Yang mengikuti ujian ahir sekolah tahun ini adalah siswa siswa klas VI yang masih menggunakan Kurikulum 2013. Nilai  Ujian akhir ini  digunakan untuk menentukan kelulusan siswa dari satuan pendidikan. Yang   menjadi soal adalah bagaimana Ujian Ahir Sekolah itu di kelola.  Bagaimana Ujian itu dilaksanakan.  Bagaimana naskah soal disiapkan. Siapa yang menyusunya , siapa yang mengawasi ,siapa yang mengoreksi dan siapa pula yang berhak menetukan lulus-tidaknya siswa peserta Ujian Ahir Sekolah. 

        Sesuai semnagat otonomi, sejatinya Kurikulum 2013 adalah kurikulum  yang menyerahkan sebagian besar kewenangan penyusunan dan pelaksnaanya Ujian sekolah kepada masing-masing satuan  pendidikan /sekolah.  Yang ini berarti penyelenggaraan ujian sekolah juga menjadi otonomi guru. Dan nyatanya,ujian nasional ahir sekolah telah ditiadakan alias dihapus oleh pemerintah. Beberapa tahun terahir sudah tak ada lagi Ujian Ahir Berstandar Nasional atau  UASBN. Ujian akhir sekolah  diserahkan dan menjadi kewengan/otoritas  masing-masing sekolah / guru.

Fakta di sekokah.

       Jika K.13 mengamanahkan ujian akhir sekolah ke otoritas masing-masing guru, harusnya ujian itu benar-benar menjadi hak paten setiap-guru. Guru yang  menyiapkan kisi-kisi soal, menyusun materi ujian dan mengatur pelaksanaanya. Guru pula yang harusnya menyajikanya dihadapan siswa, mengawasinya, dan mengoreksinya. Dan,  kewenangan itu pada ahirnya berujung pada penentuan lulus-tidaknya mereka oleh guru yang bersangkutan. Tapi temuan dilapangan msih mendapati fakta yang berbeda.

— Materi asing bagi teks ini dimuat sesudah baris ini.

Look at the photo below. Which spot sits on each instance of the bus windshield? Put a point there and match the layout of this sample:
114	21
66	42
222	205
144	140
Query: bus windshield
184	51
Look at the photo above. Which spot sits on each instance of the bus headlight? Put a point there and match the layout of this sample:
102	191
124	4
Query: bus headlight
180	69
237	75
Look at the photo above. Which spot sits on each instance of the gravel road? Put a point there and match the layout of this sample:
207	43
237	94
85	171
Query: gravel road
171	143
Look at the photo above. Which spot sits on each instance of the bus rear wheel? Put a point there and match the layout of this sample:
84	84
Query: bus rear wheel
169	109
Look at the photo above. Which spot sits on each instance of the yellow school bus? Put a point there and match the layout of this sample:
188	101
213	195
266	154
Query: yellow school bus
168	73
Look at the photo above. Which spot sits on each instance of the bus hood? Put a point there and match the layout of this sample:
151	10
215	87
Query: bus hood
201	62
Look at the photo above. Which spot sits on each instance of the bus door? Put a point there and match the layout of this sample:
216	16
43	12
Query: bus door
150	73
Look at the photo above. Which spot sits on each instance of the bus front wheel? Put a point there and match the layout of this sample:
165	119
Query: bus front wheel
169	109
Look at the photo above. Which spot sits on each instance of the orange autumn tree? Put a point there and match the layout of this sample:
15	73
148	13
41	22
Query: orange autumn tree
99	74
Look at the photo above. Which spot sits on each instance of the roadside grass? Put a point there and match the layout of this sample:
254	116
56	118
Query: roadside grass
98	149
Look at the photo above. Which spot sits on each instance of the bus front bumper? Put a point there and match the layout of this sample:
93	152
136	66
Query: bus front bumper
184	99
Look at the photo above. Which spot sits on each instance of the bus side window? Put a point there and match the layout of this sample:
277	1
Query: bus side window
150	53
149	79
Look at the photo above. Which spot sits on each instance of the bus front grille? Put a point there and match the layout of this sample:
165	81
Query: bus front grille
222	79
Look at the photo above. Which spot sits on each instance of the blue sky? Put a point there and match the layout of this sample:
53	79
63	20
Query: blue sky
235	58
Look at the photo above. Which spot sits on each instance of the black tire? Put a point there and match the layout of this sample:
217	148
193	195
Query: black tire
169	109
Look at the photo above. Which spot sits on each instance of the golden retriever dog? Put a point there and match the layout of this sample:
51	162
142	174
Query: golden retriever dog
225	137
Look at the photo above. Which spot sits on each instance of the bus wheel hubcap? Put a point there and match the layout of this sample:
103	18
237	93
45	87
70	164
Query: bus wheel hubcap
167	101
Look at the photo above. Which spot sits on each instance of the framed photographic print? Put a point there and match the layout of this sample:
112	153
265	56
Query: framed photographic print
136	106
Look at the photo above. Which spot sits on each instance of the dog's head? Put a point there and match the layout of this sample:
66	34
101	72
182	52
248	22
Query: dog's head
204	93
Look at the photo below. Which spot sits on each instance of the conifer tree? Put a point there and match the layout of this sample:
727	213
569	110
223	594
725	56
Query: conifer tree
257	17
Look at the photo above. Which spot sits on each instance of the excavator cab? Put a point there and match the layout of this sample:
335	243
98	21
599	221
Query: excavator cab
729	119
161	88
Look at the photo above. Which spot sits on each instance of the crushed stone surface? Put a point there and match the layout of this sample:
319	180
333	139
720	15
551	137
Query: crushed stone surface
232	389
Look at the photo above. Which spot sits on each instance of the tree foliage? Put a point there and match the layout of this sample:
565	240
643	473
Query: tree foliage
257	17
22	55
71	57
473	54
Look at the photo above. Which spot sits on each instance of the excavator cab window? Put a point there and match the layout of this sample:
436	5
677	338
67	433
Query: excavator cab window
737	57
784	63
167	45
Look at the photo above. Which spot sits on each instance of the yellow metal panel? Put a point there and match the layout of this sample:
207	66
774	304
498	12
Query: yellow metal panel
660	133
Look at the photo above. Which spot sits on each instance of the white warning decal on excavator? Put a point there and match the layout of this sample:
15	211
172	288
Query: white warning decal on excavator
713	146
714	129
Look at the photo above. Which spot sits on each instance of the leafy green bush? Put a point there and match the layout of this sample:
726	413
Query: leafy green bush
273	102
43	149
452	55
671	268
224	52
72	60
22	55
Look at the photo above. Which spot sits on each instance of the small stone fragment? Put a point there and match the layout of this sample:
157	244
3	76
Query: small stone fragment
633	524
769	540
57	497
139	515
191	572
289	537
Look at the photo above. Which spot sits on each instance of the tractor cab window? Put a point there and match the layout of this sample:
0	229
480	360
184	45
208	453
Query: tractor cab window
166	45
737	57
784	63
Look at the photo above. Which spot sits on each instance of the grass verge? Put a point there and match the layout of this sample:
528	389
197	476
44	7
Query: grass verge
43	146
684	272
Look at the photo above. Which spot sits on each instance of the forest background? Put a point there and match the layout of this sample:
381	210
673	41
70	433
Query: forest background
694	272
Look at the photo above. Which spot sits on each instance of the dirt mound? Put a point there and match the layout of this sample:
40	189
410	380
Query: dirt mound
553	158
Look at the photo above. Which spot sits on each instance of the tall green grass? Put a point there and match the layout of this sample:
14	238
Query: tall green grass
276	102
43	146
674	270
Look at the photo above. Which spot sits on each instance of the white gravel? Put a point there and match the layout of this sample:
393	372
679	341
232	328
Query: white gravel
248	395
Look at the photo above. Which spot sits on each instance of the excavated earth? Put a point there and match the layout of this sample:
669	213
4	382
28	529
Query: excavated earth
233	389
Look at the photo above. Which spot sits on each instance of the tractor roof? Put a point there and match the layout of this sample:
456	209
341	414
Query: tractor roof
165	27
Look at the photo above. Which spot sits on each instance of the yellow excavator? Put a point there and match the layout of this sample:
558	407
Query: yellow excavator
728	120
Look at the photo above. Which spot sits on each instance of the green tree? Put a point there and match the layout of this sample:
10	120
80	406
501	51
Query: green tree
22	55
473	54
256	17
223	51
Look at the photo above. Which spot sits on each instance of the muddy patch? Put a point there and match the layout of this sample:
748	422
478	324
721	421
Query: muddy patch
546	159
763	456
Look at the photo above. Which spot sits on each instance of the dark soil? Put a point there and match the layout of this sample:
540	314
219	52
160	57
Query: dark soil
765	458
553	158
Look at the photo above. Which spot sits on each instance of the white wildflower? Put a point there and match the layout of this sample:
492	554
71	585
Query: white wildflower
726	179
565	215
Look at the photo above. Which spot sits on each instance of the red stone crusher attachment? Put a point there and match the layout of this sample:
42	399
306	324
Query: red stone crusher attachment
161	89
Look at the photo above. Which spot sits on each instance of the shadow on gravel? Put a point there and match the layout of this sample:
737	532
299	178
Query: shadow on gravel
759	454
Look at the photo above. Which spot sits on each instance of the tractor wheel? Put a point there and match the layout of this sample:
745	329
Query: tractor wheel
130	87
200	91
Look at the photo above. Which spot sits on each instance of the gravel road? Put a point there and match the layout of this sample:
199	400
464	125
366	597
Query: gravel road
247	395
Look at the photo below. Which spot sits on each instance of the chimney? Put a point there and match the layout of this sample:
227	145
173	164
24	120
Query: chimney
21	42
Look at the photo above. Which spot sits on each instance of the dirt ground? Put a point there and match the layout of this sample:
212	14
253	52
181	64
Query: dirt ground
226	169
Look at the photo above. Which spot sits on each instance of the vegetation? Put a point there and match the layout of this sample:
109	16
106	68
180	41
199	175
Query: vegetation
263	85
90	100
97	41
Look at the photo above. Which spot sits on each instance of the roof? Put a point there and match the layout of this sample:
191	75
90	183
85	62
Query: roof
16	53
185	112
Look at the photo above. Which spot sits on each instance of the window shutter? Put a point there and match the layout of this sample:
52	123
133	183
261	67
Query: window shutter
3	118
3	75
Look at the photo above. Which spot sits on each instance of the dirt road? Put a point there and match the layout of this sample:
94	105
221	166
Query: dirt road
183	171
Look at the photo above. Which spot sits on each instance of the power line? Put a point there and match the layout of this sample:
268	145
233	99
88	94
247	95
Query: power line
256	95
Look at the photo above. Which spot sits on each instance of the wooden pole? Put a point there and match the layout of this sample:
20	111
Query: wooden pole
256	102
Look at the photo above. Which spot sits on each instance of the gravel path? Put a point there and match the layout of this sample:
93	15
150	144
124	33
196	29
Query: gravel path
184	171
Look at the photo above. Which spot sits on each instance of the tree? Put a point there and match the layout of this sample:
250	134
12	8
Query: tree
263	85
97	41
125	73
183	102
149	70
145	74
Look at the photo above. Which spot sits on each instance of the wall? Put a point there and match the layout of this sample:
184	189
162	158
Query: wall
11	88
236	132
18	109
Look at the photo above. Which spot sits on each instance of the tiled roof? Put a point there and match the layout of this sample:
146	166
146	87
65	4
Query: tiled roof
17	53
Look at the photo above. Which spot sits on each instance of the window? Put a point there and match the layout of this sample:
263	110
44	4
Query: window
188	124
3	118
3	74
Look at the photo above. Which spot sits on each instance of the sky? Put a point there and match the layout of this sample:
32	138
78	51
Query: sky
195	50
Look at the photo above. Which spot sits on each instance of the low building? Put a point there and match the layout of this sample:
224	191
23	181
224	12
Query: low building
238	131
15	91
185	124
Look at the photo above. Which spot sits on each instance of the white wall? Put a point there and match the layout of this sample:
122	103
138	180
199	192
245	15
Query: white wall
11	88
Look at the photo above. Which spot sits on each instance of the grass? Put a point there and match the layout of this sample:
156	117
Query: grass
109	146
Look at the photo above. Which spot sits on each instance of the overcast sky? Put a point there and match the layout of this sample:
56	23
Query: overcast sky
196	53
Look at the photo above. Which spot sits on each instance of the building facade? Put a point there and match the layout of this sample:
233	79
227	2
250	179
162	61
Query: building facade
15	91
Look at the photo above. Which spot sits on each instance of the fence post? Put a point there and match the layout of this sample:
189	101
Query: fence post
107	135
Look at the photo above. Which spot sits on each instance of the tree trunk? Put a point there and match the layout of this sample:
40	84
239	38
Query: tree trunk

         Dengan berbagai  dalih /alasan Ujian ahir sekolah belum sepenuhnya  dikelola dan  dipercayakan kepada guru. Beberapa alasan memang masuk akal, seperti untuk efeiensi  karena  mencetak naskah soal  dan merakitnya  juga butuh biaya. Jika jumlah  siswa peserta ujian sedikit tentu tidak efisien. Soal kemampuan misalnya, belum atau tidak semua guru memiliki kemampuan menyususn soal sesuai standar  penilaian yang berlaku (yang ini agak aneh).

          Nah, keterbatasan itulah yang kemudian sekolah-sekolah menyerahkan penyusunan naskah soal Ujian Ahir Sekolah dan penggandaanya  melalui KKG. Karena lewat KKG tentu  saja tidak semua guru terlibat dalam proses itu. Jadi Ujian Ahir Sekolah tahun ini masih belum banyak berubah. Masih seperti yang dulu dulu.  Di koordinir oleh Dinas lewat KKG.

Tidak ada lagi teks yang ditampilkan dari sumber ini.